I cut the man down who I’d suspended by his hands from a coat hook, and as his fingers came free, I jumped, faster than he could swing.
Coyle slumped to the floor as I spluttered dirty wool and pulled the balaclava from between my lips. My arms ached, my wrists were stung from a silent fight I’d had against my restraints. I eased Coyle on to his back, pulled the blanket over him once again, breathed, I have sedatives. I have painkillers.
Fuck your drugs, he replied, though I didn’t think he felt the bravery in his words.
I drove a few miles, parked in an empty car park behind a shuttered warehouse where the CCTV cameras would not roam, settled down to work. I slung the first bag of blood from the same hook on the ceiling to which I had been tied. Peeled back the dressing from his wound, shone a torch into the bloody mess. Entry wound only, low calibre, I could still see the crunched-up end of the bullet gleaming near the surface of the skin. In the dark Coyle’s hand grabbed my arm by the sleeve, then remembered its repulsion and slowly let go. “You… know anything about medicine?” he asked.
“Sure.

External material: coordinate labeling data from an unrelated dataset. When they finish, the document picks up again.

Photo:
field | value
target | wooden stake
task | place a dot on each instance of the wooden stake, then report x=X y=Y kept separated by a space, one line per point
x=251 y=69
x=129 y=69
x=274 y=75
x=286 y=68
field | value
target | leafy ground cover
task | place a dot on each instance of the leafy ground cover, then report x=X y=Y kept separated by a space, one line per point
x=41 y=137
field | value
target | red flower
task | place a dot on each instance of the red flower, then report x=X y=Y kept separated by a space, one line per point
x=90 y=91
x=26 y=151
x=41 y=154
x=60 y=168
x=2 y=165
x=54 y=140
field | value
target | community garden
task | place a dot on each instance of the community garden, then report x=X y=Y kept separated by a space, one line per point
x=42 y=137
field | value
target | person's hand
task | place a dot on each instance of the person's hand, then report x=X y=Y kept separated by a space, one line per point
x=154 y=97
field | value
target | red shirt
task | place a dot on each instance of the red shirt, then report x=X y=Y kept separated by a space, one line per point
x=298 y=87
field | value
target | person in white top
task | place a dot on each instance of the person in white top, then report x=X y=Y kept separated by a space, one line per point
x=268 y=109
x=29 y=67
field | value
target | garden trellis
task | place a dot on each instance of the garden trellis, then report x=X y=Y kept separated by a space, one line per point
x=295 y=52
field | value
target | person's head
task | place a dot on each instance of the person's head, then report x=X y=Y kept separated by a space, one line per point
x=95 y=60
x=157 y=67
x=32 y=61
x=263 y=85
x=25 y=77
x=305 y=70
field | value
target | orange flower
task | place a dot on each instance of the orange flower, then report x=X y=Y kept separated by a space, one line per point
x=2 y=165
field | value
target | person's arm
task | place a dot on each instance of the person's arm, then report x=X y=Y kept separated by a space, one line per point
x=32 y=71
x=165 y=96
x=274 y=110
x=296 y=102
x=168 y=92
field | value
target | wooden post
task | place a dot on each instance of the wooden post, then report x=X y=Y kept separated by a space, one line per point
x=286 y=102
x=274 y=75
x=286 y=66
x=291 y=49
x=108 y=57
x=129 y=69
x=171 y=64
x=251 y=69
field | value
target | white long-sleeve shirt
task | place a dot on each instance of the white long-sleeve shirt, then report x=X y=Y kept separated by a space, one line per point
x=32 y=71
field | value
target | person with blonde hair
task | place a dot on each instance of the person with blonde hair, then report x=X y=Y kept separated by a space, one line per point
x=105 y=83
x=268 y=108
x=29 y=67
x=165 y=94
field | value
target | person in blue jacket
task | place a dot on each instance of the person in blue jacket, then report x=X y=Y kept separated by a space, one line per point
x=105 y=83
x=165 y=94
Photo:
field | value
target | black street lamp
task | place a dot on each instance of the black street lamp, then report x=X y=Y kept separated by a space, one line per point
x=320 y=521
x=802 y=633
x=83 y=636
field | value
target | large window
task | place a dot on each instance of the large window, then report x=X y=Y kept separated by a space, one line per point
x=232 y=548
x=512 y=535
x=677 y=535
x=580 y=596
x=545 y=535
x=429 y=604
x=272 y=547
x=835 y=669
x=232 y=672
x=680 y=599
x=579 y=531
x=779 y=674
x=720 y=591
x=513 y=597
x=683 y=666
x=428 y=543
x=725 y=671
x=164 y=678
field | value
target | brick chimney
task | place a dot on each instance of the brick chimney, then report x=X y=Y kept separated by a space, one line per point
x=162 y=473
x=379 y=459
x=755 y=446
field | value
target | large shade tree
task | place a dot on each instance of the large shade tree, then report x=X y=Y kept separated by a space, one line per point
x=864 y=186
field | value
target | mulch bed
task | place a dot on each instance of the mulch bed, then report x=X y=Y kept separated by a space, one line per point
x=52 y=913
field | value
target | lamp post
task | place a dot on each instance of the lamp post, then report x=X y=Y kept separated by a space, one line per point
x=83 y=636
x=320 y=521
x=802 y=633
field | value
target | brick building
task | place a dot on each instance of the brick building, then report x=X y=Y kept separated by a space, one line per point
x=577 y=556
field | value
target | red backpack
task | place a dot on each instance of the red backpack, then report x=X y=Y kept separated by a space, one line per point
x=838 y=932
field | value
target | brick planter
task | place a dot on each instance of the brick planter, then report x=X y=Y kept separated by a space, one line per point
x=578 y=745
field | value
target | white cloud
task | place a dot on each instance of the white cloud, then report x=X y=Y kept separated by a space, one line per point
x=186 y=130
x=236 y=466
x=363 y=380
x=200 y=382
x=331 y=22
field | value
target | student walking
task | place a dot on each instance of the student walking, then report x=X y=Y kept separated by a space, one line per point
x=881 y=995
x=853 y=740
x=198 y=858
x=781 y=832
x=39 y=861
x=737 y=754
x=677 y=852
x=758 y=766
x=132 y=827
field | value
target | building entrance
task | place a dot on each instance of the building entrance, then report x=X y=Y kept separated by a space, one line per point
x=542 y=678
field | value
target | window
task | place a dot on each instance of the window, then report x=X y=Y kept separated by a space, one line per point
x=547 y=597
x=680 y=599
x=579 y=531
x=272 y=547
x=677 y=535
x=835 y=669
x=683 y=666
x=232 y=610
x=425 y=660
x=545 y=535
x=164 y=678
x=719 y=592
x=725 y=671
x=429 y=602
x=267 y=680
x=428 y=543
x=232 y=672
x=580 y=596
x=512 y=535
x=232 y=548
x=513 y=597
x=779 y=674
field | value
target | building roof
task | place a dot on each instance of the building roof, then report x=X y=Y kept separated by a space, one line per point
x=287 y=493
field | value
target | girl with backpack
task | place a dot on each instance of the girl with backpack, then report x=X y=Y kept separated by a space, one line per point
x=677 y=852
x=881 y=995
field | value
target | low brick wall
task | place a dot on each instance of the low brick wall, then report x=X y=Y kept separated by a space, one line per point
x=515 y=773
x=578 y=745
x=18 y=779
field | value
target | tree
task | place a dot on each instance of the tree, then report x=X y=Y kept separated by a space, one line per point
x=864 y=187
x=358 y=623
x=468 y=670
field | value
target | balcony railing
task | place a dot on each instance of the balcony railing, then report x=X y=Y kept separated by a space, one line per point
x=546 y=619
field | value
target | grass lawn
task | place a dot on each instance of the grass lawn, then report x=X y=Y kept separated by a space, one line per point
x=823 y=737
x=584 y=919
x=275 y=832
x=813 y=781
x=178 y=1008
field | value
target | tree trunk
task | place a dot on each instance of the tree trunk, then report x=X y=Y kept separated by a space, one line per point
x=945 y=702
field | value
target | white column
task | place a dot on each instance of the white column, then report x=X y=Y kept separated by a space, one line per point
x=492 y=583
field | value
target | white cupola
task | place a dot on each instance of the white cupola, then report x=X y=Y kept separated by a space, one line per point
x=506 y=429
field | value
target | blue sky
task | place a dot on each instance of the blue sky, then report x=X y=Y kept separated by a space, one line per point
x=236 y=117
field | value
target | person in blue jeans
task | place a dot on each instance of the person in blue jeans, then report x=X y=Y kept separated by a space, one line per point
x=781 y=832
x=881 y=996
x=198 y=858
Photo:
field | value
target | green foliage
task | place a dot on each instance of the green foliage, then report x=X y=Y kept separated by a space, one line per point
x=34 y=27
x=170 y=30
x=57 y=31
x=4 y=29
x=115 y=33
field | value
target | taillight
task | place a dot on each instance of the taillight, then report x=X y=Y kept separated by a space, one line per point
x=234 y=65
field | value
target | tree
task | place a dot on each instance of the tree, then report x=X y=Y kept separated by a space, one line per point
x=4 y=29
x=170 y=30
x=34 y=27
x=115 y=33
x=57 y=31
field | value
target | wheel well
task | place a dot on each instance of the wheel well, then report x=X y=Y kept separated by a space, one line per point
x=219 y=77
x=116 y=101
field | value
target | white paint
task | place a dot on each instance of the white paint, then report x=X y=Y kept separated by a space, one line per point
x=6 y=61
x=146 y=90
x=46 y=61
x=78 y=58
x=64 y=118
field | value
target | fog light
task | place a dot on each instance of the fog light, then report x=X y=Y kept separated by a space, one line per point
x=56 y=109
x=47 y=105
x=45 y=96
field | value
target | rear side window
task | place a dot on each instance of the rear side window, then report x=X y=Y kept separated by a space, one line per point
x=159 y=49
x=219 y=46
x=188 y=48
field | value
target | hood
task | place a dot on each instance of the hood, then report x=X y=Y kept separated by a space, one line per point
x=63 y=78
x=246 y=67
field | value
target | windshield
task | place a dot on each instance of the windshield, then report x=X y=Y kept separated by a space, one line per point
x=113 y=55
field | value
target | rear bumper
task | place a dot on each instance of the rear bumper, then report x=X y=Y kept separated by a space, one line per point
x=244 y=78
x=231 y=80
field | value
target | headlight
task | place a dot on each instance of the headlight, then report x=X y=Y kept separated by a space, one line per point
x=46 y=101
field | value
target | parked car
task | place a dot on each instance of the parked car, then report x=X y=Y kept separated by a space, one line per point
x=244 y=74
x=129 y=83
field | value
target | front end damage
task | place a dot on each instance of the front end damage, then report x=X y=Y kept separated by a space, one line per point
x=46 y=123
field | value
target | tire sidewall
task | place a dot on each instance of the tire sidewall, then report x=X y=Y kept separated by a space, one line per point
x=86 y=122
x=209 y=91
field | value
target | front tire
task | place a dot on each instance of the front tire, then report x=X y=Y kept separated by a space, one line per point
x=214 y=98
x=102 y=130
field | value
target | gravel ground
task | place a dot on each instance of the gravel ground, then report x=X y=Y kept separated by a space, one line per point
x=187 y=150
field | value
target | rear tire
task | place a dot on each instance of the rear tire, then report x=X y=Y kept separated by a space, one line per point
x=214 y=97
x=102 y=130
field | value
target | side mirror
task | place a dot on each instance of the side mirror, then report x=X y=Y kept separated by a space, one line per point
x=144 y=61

Somewhere there’s someone with most of a degree I earned.”
“That doesn’t comfort me.”
I swapped the bandages, left the bullet there. “Morphine?”
“No.”
“It’s
your body.”
I felt his glare at the back of my neck as I climbed into the driver’s seat.
Chapter 74
A service station on a winding motorway through the mountains.

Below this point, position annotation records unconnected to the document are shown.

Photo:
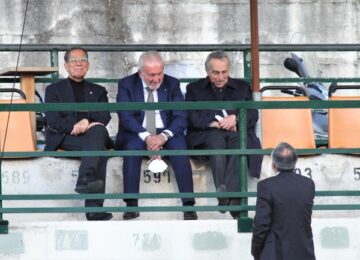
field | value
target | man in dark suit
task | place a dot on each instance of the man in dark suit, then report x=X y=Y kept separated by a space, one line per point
x=217 y=129
x=80 y=130
x=164 y=131
x=282 y=224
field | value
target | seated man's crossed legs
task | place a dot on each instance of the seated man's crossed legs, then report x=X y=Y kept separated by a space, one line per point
x=224 y=167
x=92 y=170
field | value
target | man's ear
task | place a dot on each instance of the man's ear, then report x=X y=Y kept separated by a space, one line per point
x=273 y=166
x=66 y=66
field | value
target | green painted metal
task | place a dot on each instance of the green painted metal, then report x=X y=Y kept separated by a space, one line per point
x=244 y=222
x=4 y=224
x=11 y=245
x=54 y=63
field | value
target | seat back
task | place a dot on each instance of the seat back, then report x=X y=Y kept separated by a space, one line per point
x=19 y=137
x=293 y=126
x=344 y=125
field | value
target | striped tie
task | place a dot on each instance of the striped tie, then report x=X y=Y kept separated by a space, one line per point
x=150 y=114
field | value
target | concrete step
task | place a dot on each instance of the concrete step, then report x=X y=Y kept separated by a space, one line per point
x=161 y=240
x=59 y=175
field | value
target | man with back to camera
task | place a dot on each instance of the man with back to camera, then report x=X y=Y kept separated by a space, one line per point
x=282 y=223
x=218 y=129
x=164 y=131
x=80 y=130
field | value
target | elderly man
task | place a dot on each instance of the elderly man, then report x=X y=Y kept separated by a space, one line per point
x=217 y=129
x=282 y=223
x=80 y=130
x=152 y=130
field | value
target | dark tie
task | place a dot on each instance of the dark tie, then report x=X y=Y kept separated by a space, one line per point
x=150 y=114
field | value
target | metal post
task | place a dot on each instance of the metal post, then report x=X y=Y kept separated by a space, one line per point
x=244 y=222
x=254 y=45
x=54 y=61
x=4 y=224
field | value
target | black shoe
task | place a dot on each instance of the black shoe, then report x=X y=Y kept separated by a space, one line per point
x=130 y=215
x=190 y=215
x=98 y=216
x=234 y=202
x=222 y=201
x=89 y=187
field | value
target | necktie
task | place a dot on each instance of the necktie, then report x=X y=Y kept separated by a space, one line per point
x=150 y=114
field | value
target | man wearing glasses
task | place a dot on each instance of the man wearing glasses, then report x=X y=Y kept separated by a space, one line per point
x=80 y=130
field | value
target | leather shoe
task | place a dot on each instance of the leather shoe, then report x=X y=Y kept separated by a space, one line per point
x=222 y=201
x=190 y=215
x=98 y=216
x=234 y=202
x=130 y=215
x=89 y=187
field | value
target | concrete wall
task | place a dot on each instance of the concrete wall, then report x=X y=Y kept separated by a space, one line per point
x=188 y=22
x=161 y=240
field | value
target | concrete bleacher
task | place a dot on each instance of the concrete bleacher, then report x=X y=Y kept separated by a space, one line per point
x=161 y=235
x=58 y=176
x=334 y=239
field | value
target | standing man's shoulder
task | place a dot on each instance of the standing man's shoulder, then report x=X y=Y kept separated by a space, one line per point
x=199 y=82
x=130 y=79
x=57 y=84
x=197 y=85
x=96 y=87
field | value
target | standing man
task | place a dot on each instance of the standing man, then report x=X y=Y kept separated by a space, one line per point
x=218 y=129
x=80 y=130
x=282 y=224
x=164 y=129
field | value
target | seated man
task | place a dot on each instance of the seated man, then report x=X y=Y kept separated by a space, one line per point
x=80 y=130
x=152 y=130
x=217 y=129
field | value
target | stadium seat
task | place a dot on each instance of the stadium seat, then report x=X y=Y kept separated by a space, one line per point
x=344 y=123
x=293 y=126
x=15 y=128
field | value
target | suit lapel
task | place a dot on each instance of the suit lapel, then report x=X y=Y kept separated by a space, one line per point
x=163 y=97
x=139 y=90
x=68 y=92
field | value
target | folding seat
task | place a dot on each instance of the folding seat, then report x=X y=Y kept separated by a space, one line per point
x=293 y=126
x=344 y=123
x=15 y=126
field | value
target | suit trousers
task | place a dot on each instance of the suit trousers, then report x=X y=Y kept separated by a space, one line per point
x=180 y=164
x=94 y=167
x=224 y=167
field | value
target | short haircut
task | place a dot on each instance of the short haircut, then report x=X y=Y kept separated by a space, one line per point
x=215 y=55
x=67 y=53
x=149 y=56
x=284 y=157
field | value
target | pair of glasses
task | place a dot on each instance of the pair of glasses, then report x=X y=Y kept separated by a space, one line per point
x=78 y=59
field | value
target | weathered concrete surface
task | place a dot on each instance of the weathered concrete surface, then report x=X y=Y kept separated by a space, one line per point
x=58 y=176
x=161 y=240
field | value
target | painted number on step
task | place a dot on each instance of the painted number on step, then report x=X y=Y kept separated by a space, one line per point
x=357 y=173
x=156 y=177
x=15 y=177
x=306 y=172
x=147 y=241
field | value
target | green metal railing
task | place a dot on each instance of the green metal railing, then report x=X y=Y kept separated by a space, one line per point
x=244 y=221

Coyle didn’t sleep, but neither did he speak, wrapped in blankets in the back of the van.
My body didn’t carry money. Guns, knives – no cash.

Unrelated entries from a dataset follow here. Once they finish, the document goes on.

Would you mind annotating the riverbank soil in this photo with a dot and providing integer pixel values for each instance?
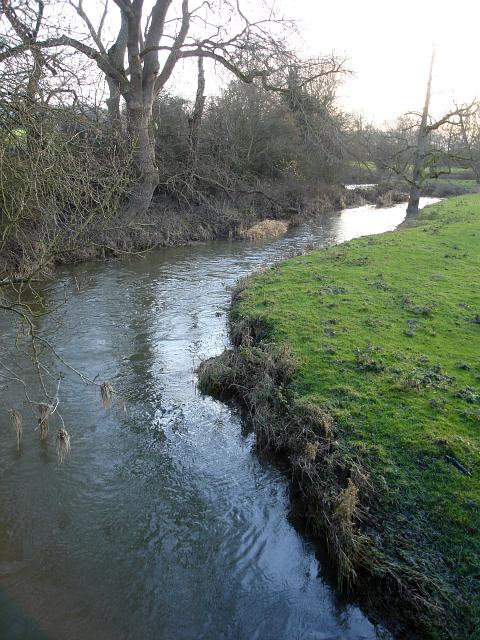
(361, 362)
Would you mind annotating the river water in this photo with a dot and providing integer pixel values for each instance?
(164, 523)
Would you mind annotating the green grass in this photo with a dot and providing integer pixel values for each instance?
(470, 186)
(386, 334)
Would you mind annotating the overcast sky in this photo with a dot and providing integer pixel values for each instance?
(389, 46)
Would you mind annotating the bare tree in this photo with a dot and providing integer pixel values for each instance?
(256, 51)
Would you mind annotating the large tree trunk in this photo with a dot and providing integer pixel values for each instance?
(195, 121)
(420, 152)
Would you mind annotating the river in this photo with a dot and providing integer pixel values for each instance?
(164, 523)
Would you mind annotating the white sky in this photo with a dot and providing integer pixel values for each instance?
(389, 47)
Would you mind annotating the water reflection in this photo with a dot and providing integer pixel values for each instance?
(164, 523)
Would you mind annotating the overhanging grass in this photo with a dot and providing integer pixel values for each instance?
(386, 334)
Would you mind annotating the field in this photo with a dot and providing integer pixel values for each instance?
(384, 336)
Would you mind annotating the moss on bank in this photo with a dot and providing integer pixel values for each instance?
(362, 363)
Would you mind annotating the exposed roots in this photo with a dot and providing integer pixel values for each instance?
(44, 411)
(63, 445)
(106, 393)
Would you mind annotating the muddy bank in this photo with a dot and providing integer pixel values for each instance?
(170, 223)
(257, 376)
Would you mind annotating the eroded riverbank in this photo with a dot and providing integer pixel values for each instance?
(164, 522)
(358, 364)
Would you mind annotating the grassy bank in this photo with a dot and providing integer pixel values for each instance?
(36, 246)
(362, 363)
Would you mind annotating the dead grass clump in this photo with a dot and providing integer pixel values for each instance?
(215, 375)
(346, 542)
(17, 422)
(63, 445)
(311, 450)
(44, 411)
(266, 229)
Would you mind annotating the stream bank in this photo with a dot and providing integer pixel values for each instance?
(163, 522)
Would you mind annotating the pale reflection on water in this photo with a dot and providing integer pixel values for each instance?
(164, 523)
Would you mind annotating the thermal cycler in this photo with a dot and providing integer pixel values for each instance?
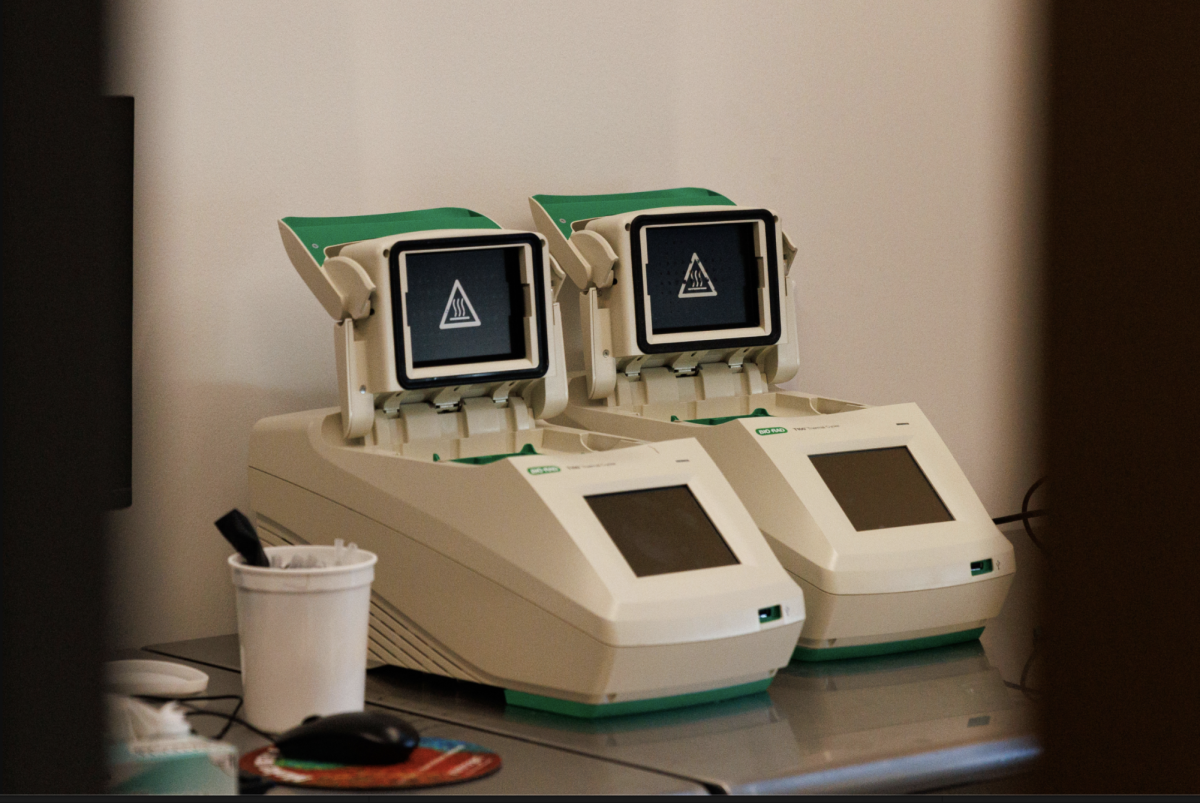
(688, 325)
(582, 573)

I went into the service station anyway, ordered black coffee, two croque monsieurs. When I reached the bleary-eyed woman serving behind the counter, I put my coffee down, caught her by the hand. My former host swayed, dizzy and confused, and I opened the drawer of the till, grabbed a bundle of euros, pressed it into his fist.
His eyes had just about regained their focus, enough to look at me, to register my skin on his, before I jumped back.
I handed the cashier a twenty-euro note, and she seemed surprised to find her till already open, but looking into my smiling face she shook herself and asked no questions.
I perched on a cold metal bench beneath a red slate awning and let the coffee cool, untouched, by my side. A wet yellow sun was beginning to push up from the horizon, tiny and angry against a drained grey sky. It seemed a morning into which no colour could creep, try as it might. Low mist clung to the grass at the edge of the tarmac. Fat lorries grumbled away from the petrol pumps, engines roaring up to speed as they slipped on to the motorway.
I finished my sandwich and turned the mobile phone back on.
It took a while, settled down, showed a text message: Do you like what you see?
And then another, sent a few minutes later, its sender unable to resist: This one’s for you.
Smiley face.
A many-chinned driver, his padded red jacket flapping around his belly, passed me by. I asked him for the time, and as he made to answer caught his wrist, jumped, took the mobile phone from the proffered, unresisting hand, dropped it into my pocket, jumped back.
Less than five seconds.
Three, at a pinch.
I still felt my host’s dizziness from my last departure.
Six thirty a.m., the driver told me when he stopped swaying. Better get moving before the traffic thickens.